Perhaps the biggest tragedy of all in the Lady in the Lake case is the impact on the Parks's three children, Vanessa, Jeremy and Rachel.

Vanessa Park (now Fisher) has had to endure what must be the unique agony of having two mothers murdered by two father figures.

In 1969, when she was just a year old, her natural mother Christine Price Carol Park's sister - was strangled in 1969 by her father John Rapson. She was swiftly adopted by Carol and Gordon but then when she was eight her new mother disappeared. As we know now, she had been battered to death by her husband.

Vanessa, now 36, has understandably chosen to keep out of the limelight in order not to dwell on her traumatic past. A talented horse whisperer, she takes comfort in being around horses.

Family friends say that "exclusive interviews" with Vanessa that appeared in three national newspapers were in fact cobbled together from statements in court and from others' comments.

"It is very, very hard for a young lady who has lost two mothers to murderers," says her uncle Ivor Price.

What cut deepest during the trial were submissions from Gordon Park's defence suggesting Rapson could have been the man who murdered Carol Park.

"I was disgusted that Park could go down that route, to destroy his daughter, for Vanessa's sake as well as mine, for no reason," complained Mr Price. "The police have never had Rapson in the frame.
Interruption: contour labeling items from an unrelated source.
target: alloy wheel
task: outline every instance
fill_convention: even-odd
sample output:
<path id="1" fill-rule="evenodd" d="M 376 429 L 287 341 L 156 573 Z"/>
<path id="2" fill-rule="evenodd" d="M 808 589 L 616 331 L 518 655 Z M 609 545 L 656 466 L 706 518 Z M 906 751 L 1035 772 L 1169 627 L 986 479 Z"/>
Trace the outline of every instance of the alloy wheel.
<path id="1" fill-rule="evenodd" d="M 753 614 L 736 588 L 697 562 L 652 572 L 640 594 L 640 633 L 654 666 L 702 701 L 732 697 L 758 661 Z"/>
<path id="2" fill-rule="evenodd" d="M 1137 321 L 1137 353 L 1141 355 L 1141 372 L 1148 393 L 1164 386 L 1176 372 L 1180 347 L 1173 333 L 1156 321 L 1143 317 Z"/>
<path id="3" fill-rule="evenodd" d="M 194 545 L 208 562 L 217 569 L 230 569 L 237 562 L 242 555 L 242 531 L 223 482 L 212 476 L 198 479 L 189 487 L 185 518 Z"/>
It was just a get-out to con the jury."

Vanessa was apparently frozen out by the Park family during the trial. Gordon Park testified that Christmas presents from her had gone unopened. He had also refused to talk to her, explaining on the witness stand that this was because she was "talking to Ivor and other people who would like to see me behind bars".

Vanessa testified that she could not remember going to Blackpool in the summer, the crucial trip Park claimed he was on when Carol "disappeared". She also described her father as "strict" and said he would occasionally hit them with a stick.

Yet Jeremy Park, who was six at the time, said he remembered "feeling rejected" because his mother would not come to Blackpool and recalled riding the White Mouse rollercoaster. He failed to recall these details and the entire Blackpool trip in police interviews in 1997.

Jeremy, 34, also said that his "loving father" had never used anything other than his hand to discipline the children even though Gordon Park himself admitted to occasionally using a stick.

Similarly Rachel Park, now Garcia, denied Park had hit them and said "police had put words in her mouth" when she told them they had been lined up and hit with a belt.

One friend recalled Park was extremely tough on the children. He would use an egg timer at meal times, threatening to hit the children if they did not eat up in time. Another said Park knotted up the family's phone because he was fed-up of high phone bills, forcing them to use the phone box in the village.

As the guilty verdict was handed down to their father, Jeremy looked shell-shocked while Rachel sobbed into the shoulder of her husband. What feelings fuelled their grief we cannot know until they feel able to talk about it. Was it the loss of their father to prison or a dawning realisation that he might have lied to them for almost their entire life?

A family friend hoped the three Park siblings might eventually reconcile their differences and support each other.

She said: "It might take five or ten years but they know Vanessa is the big sister. Last year Jeremy said even if Dad goes down we will still keep in contact'."